Like a recidivist grave robber, Mick Harvey returns for a third time to pillage the rather substantial body of work left by Serge Gainsbourg. This is a mausoleum that keeps drawing Harvey, and shows no sign of abating in his desire to re-enliven the work of the famous French dandy.
Like a bourgeoisie chimney sweep, Gainsbourg managed to straddle the divide between aristocratic musings and drug den bohemianism. Similarly, Harvey steps too close to the cliff edge and has to catch himself from teetering over.
It is with a degree of morbid irony that the album begins with The Man With The Cabbage Head. With Deadly Tedium and Coffee Colour we are introduced to seedy debauchery of late nights filled with lust.

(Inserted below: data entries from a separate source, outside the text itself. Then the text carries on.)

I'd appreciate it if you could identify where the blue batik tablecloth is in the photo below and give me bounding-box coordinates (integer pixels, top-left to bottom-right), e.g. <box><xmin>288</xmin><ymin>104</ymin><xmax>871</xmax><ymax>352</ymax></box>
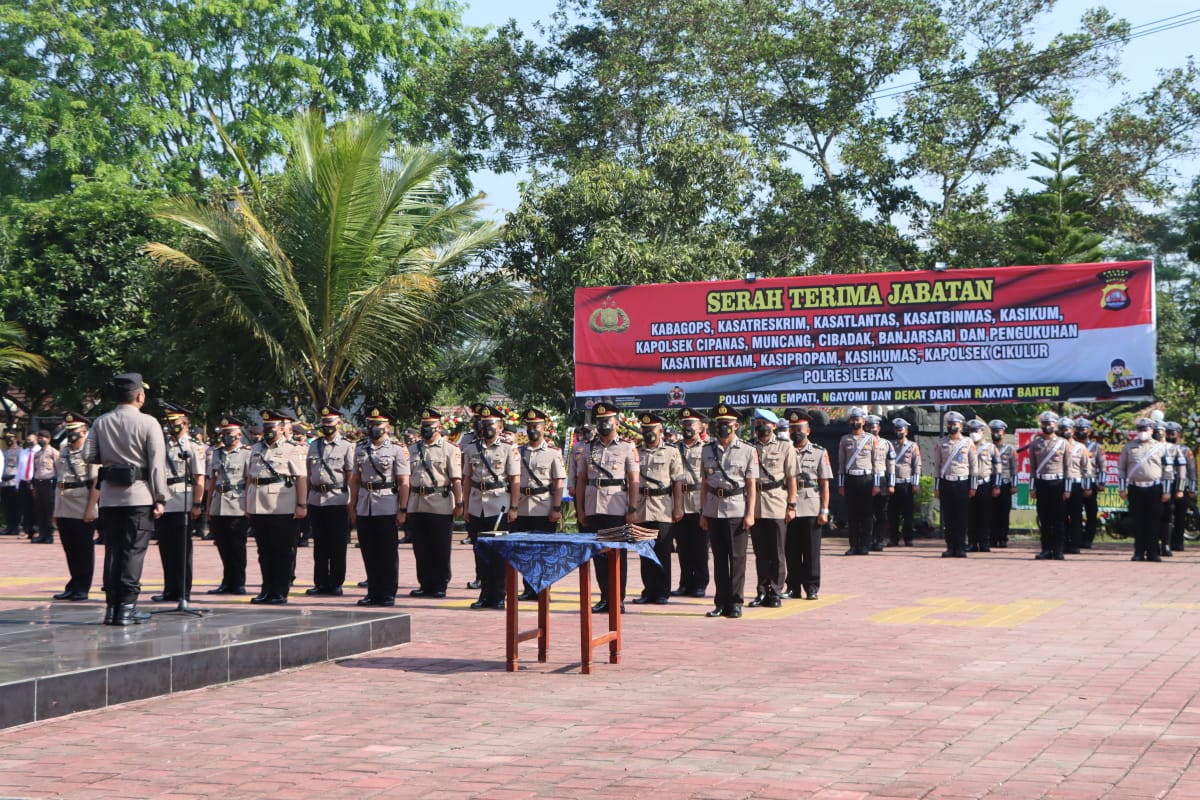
<box><xmin>475</xmin><ymin>533</ymin><xmax>661</xmax><ymax>591</ymax></box>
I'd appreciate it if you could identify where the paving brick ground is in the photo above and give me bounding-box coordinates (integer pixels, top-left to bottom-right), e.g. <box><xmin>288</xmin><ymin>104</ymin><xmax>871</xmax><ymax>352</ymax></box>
<box><xmin>0</xmin><ymin>527</ymin><xmax>1200</xmax><ymax>800</ymax></box>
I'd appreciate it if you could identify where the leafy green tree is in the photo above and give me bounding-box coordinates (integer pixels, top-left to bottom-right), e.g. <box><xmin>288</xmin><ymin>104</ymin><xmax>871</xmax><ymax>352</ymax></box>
<box><xmin>146</xmin><ymin>113</ymin><xmax>511</xmax><ymax>407</ymax></box>
<box><xmin>0</xmin><ymin>172</ymin><xmax>168</xmax><ymax>408</ymax></box>
<box><xmin>1012</xmin><ymin>102</ymin><xmax>1104</xmax><ymax>264</ymax></box>
<box><xmin>0</xmin><ymin>0</ymin><xmax>462</xmax><ymax>198</ymax></box>
<box><xmin>494</xmin><ymin>112</ymin><xmax>754</xmax><ymax>409</ymax></box>
<box><xmin>0</xmin><ymin>320</ymin><xmax>49</xmax><ymax>380</ymax></box>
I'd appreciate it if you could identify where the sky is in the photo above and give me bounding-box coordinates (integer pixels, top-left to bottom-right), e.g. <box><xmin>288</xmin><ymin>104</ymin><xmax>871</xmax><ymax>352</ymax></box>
<box><xmin>463</xmin><ymin>0</ymin><xmax>1200</xmax><ymax>219</ymax></box>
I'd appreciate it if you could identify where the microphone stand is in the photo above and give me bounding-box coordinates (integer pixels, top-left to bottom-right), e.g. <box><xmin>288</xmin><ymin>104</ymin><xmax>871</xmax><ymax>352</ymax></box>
<box><xmin>150</xmin><ymin>444</ymin><xmax>209</xmax><ymax>618</ymax></box>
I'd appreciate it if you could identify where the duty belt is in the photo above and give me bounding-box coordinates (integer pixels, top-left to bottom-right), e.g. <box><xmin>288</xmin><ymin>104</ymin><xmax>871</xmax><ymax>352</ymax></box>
<box><xmin>588</xmin><ymin>477</ymin><xmax>625</xmax><ymax>487</ymax></box>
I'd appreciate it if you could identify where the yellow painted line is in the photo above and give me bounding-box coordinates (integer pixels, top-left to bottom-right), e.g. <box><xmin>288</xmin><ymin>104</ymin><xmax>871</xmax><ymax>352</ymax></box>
<box><xmin>868</xmin><ymin>597</ymin><xmax>1063</xmax><ymax>627</ymax></box>
<box><xmin>437</xmin><ymin>594</ymin><xmax>858</xmax><ymax>619</ymax></box>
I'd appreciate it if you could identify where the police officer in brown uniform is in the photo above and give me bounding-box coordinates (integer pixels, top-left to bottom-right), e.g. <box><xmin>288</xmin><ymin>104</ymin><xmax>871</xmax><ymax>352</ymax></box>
<box><xmin>934</xmin><ymin>411</ymin><xmax>978</xmax><ymax>559</ymax></box>
<box><xmin>509</xmin><ymin>408</ymin><xmax>566</xmax><ymax>600</ymax></box>
<box><xmin>456</xmin><ymin>403</ymin><xmax>484</xmax><ymax>589</ymax></box>
<box><xmin>205</xmin><ymin>415</ymin><xmax>251</xmax><ymax>595</ymax></box>
<box><xmin>246</xmin><ymin>409</ymin><xmax>308</xmax><ymax>606</ymax></box>
<box><xmin>1117</xmin><ymin>417</ymin><xmax>1175</xmax><ymax>561</ymax></box>
<box><xmin>838</xmin><ymin>407</ymin><xmax>887</xmax><ymax>555</ymax></box>
<box><xmin>750</xmin><ymin>408</ymin><xmax>798</xmax><ymax>608</ymax></box>
<box><xmin>1028</xmin><ymin>411</ymin><xmax>1070</xmax><ymax>561</ymax></box>
<box><xmin>1058</xmin><ymin>416</ymin><xmax>1092</xmax><ymax>555</ymax></box>
<box><xmin>350</xmin><ymin>407</ymin><xmax>412</xmax><ymax>606</ymax></box>
<box><xmin>84</xmin><ymin>373</ymin><xmax>168</xmax><ymax>625</ymax></box>
<box><xmin>888</xmin><ymin>416</ymin><xmax>920</xmax><ymax>547</ymax></box>
<box><xmin>575</xmin><ymin>403</ymin><xmax>641</xmax><ymax>612</ymax></box>
<box><xmin>1165</xmin><ymin>422</ymin><xmax>1196</xmax><ymax>551</ymax></box>
<box><xmin>305</xmin><ymin>405</ymin><xmax>354</xmax><ymax>597</ymax></box>
<box><xmin>634</xmin><ymin>411</ymin><xmax>684</xmax><ymax>604</ymax></box>
<box><xmin>967</xmin><ymin>420</ymin><xmax>996</xmax><ymax>553</ymax></box>
<box><xmin>700</xmin><ymin>403</ymin><xmax>760</xmax><ymax>619</ymax></box>
<box><xmin>462</xmin><ymin>405</ymin><xmax>521</xmax><ymax>608</ymax></box>
<box><xmin>565</xmin><ymin>425</ymin><xmax>596</xmax><ymax>531</ymax></box>
<box><xmin>671</xmin><ymin>408</ymin><xmax>708</xmax><ymax>597</ymax></box>
<box><xmin>150</xmin><ymin>402</ymin><xmax>206</xmax><ymax>603</ymax></box>
<box><xmin>32</xmin><ymin>431</ymin><xmax>59</xmax><ymax>545</ymax></box>
<box><xmin>0</xmin><ymin>431</ymin><xmax>20</xmax><ymax>536</ymax></box>
<box><xmin>404</xmin><ymin>408</ymin><xmax>463</xmax><ymax>599</ymax></box>
<box><xmin>54</xmin><ymin>411</ymin><xmax>100</xmax><ymax>600</ymax></box>
<box><xmin>784</xmin><ymin>409</ymin><xmax>833</xmax><ymax>600</ymax></box>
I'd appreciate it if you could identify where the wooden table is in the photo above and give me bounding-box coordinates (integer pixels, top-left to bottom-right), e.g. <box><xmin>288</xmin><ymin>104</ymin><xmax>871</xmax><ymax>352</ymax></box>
<box><xmin>475</xmin><ymin>534</ymin><xmax>658</xmax><ymax>675</ymax></box>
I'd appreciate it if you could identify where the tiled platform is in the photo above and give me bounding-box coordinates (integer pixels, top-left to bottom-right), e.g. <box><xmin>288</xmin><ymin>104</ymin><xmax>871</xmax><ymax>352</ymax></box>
<box><xmin>0</xmin><ymin>606</ymin><xmax>410</xmax><ymax>728</ymax></box>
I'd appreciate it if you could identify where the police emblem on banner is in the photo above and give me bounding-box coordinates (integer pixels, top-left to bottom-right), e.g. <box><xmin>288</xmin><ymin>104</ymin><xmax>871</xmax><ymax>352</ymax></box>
<box><xmin>1105</xmin><ymin>359</ymin><xmax>1146</xmax><ymax>392</ymax></box>
<box><xmin>588</xmin><ymin>295</ymin><xmax>629</xmax><ymax>333</ymax></box>
<box><xmin>1096</xmin><ymin>269</ymin><xmax>1133</xmax><ymax>311</ymax></box>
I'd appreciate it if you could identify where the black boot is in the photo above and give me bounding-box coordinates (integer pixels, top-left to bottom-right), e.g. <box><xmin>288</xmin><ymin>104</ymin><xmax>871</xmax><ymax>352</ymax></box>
<box><xmin>113</xmin><ymin>603</ymin><xmax>150</xmax><ymax>626</ymax></box>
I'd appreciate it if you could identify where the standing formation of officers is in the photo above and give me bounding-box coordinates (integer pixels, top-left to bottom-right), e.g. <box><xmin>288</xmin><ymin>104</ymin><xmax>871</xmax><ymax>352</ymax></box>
<box><xmin>11</xmin><ymin>373</ymin><xmax>1196</xmax><ymax>625</ymax></box>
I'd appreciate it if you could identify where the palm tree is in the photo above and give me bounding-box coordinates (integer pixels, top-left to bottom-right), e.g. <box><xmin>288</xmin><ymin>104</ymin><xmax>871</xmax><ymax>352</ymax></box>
<box><xmin>146</xmin><ymin>113</ymin><xmax>512</xmax><ymax>407</ymax></box>
<box><xmin>0</xmin><ymin>320</ymin><xmax>50</xmax><ymax>381</ymax></box>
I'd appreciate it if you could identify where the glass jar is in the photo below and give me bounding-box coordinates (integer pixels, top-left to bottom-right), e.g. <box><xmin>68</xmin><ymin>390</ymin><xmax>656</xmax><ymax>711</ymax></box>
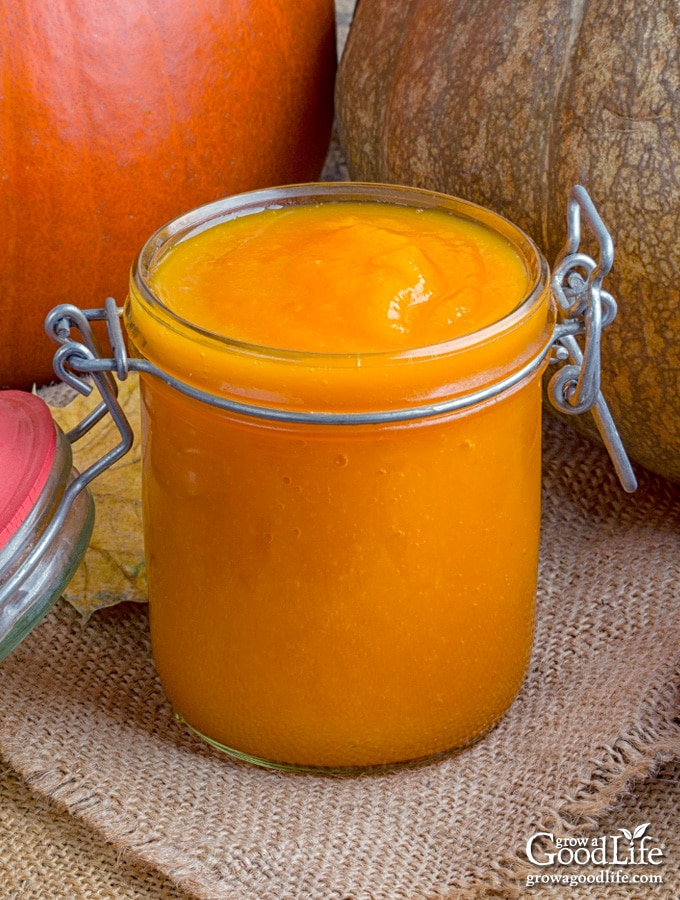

Just like the original, SS C’est Bon is a sucker punch of Wagnerian jack booting with frantic lyrics and feedback. The blistering finale leads into an equally anguished I Envisage, which stumbles around with gin soaked abandon to its sinister refrain of “I envisage the worst”. Unlike the first two volumes of this project, the songs are less familiar and more obscure, although the debauched roots are omnipresent. A Violent Poison, That’s What Love Is or The Decadence are examples of this.
More And More, Less And Less is similar to previous interpretive work but kudos to Harvey for tackling a difficult subject with a degree of inventiveness and guile. Don’t Say A Thing is an especially vibrant example, a mouth watering chocolate that ends up leaving a mouthful of chipped teeth. There is clearly life in this project yet.